GPU example task: Rendering all the pixels on the screen at once (thousands of identical operations on different data).

2. Architectural Differences

a. Core Count and Structure

CPU: Few cores (4–32 for most systems), but each is very powerful and capable of handling complex tasks and branching logic.
GPU: Hundreds to thousands of simpler cores, optimized for executing the same instruction across many data points simultaneously (SIMD).

b. Instruction Handling

CPU: Supports complex instructions, out-of-order execution, speculative execution, and heavy branch prediction.
GPU: Designed for predictable, uniform execution, avoids branching where possible to maintain SIMD efficiency.

3. Processing Power, Memory Access, and Power Efficiency

a.
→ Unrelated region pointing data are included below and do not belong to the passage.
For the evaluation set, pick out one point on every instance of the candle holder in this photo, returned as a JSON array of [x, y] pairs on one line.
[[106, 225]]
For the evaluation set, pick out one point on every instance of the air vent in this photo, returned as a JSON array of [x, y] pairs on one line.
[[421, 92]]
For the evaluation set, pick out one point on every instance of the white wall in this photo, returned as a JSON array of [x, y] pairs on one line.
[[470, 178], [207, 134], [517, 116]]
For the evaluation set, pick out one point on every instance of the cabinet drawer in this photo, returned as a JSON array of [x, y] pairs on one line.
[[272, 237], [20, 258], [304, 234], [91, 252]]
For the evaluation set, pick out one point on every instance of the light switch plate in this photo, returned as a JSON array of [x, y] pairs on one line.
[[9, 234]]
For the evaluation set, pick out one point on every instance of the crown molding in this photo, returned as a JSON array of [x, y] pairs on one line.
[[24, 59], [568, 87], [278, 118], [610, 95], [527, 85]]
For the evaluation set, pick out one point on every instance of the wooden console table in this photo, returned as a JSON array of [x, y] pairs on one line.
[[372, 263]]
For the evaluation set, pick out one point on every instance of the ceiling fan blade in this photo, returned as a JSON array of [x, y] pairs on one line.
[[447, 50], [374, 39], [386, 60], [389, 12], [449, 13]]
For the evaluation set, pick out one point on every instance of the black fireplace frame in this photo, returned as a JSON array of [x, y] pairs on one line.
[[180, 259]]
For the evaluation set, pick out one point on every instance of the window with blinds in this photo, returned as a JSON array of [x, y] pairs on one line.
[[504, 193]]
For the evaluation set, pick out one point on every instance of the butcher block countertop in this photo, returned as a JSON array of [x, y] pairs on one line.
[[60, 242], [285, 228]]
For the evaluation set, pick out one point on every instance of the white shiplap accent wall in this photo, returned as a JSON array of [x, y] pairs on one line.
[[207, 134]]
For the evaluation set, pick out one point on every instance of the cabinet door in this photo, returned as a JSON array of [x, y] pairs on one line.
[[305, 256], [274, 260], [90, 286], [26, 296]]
Raw Processing Power

CPU: Higher per-core performance; excels at tasks that require low latency and logic-heavy control flows.
GPU: Much higher aggregate throughput, especially in floating-point or vector math operations.

b. Memory Access

CPU: Large cache hierarchy (L1, L2, L3), optimized for low-latency access and random access patterns.
GPU: High-bandwidth memory (e.g., GDDR6, HBM), optimized for streaming large amounts of data in parallel but not for complex memory access patterns.

c. Power Efficiency

CPU: Consumes more power per core due to its complex logic and versatility.
GPU: More power-efficient per operation when performing uniform, parallel tasks.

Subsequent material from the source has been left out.